The global candle market is undergoing a significant expansion, presenting substantial opportunities for manufacturers worldwide. According to industry reports, the market was valued at approximately USD 15.0 billion in 2025 and is projected to reach USD 16.0 billion in 2026, with an expected trajectory to USD 21.9 billion by 2031, reflecting a compound annual growth rate (CAGR) of 6.8%. This growth is underpinned by increasing consumer demand across home fragrance, wellness routines, and premium gifting categories.
Regionally, Asia-Pacific emerged as the dominant force, capturing 37.5% of global revenue in 2025, and is forecast to record the fastest CAGR at 8.5% through 2031. The United States candle market held a dominant share of 75% in 2024, underscoring the importance of the North American market.

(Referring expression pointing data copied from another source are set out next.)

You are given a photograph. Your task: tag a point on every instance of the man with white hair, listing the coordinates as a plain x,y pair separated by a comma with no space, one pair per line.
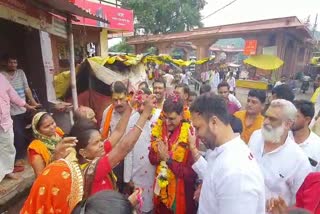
282,162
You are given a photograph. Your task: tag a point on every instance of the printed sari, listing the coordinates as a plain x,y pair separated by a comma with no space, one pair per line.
57,190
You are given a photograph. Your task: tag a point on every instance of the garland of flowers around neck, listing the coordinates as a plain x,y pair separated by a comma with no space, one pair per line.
165,175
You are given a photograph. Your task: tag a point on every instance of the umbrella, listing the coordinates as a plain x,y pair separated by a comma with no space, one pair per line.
265,62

By product type, unscented candles led with a 52.80% revenue share in 2025, projected to grow at a 6.5% CAGR through 2031. Meanwhile, the premium segment is forecast to expand at an impressive 11.3% CAGR, signaling a clear trend toward premiumization.
For candle manufacturers, these figures highlight the importance of strategic positioning in high-growth regions and premium product categories. The market remains highly fragmented, making brand equity, scent innovation, packaging differentiation, and sustainability positioning key competitive levers. However, volatility in raw material costs and increasingly stringent regulatory requirements—particularly in Europe—are intensifying margin pressure. Manufacturers that can absorb input shocks and compliance costs will be better positioned to capture market share in this growing industry.